Улыбаясь мечтательной довоенной улыбкой, Прапорщик свесил с топчана тощие длинные ноги, и стал наматывать несвежие фланелевые портянки прямо поверх рваных шерстяных носков. Вместе будет тепло, подумал он. Однако же совсем износились, в сапогах вязаные носки почему-то всегда рвутся на удивление быстро. Когда будет эстафета в ближайший город, надо будет дать рубль вестовому, пускай купит на базаре у поселянок четыре... нет, три пары - нужно же, чтоб парню хватило сдачи хоть на "келишек" водки и "халебу" пива. Можно, конечно, все что угодно достать и через дворецкого Тадеуша, но старый разбойник дерет втридорога!
Странные вещи творит с мужчинами война, этот извечный двигатель и бич нашей цивилизации. Как гармонично и страшно сочетаются у солдата благородные чувства и мысли о сиюминутном и будничном... И, заметьте, почти не думается о постоянной спутнице с разящей косой из крупповской стали, в рваном балахоне цвета хаки и венце из колючей проволоки на оголенном черепе - Смерти... Пани Смерти, которую, как говорят, давным-давно обманул первый хозяин этого имения, полумифический пан Ежи Твардовский, тоже поэт и знаменитый мистик, польский доктор Фауст... А может, Смерть была панночкой, и старый повеса попросту соблазнил ее? Рассказывают, что пан Твардовский за этот подвиг получил у Господа (или у нечистого) вечную жизнь на земле и до сих пор скитается по белому свету в образе то господина, то слуги, то солдата...

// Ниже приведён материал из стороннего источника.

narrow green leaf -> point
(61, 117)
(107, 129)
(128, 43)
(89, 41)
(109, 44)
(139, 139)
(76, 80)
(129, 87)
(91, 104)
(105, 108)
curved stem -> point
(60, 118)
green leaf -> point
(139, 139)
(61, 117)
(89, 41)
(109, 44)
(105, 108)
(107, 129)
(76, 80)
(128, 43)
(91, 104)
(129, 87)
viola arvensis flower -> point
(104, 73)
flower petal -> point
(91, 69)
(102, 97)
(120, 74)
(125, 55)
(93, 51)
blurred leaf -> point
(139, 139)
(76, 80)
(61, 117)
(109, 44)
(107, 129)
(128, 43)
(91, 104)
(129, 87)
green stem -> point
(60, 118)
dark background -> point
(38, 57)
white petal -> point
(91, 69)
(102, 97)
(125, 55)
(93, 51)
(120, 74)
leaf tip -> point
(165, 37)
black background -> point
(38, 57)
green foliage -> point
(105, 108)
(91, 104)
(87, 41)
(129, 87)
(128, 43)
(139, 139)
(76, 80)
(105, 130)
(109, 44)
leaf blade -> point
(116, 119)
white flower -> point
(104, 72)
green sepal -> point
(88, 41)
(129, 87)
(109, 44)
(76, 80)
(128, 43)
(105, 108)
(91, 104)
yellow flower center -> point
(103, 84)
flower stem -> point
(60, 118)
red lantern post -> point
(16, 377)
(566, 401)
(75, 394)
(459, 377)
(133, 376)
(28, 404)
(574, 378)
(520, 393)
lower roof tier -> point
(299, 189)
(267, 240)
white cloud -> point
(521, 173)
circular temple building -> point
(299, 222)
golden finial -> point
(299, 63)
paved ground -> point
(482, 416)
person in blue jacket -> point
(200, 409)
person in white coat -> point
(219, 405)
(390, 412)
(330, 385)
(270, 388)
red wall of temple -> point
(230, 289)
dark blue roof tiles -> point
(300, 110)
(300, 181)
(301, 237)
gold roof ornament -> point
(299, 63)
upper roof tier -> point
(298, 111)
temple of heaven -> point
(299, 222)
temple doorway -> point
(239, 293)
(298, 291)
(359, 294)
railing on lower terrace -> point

...У ротмистра Мелик-Шахназарова на оголенном черепе, выскобленном бритвой во имя ненависти к неким навязчивым насекомым, красовался продольный глубокий шрам, оставшийся в память о далеком 1914-м, когда конница противников еще порой сходилась врукопашную и кромсала друг-друга клинками. Этот шрам делил купол головы четвертого эскадронного командира александрийцев на две идеально ровных половины, за что офицеры полка саркастично прозвали ротмистра "Меликом двоеумным", а нижние чины менее почтительно - "Двойной башкой".
- Чего поднялись, Гумилев? - приветливо спросил ротмистр. - Спали бы, вы же только сменились.
Мелик-Шахназаров мимоходом пнул чьи-то оставленные в проходе между топчанами "запасные" солдатские сапоги, сдержанно матюгнулся и полез в стоявший в углу ящик из-под 12-дюймовых снарядов, превращенный полковыми умельцами в ротмистровский комод. Достал чистую рубашку, переоделся и даже повязал на шею кусок черной материи, заменявший у большинства офицеров-александрийцев "при параде" положенный полукруглый форменный галстук.
- Ровненько! - подсказал Прапорщик, когда командир эскадрона расправил белый ворот рубашки под стоячим воротником кителя. Большое зеркало было только в уборной, а ротмистр явно торопился.
- Благодарю... Почту из Арандоля привозили. Вам передали?
- Так точно.
- Отлично. Ступайте обедать, прапорщик, раз не спится. Наши уже за столом. Этот мерзавец Тадеуш там отменный бигос соорудил - вырви глаз, прощай желудок!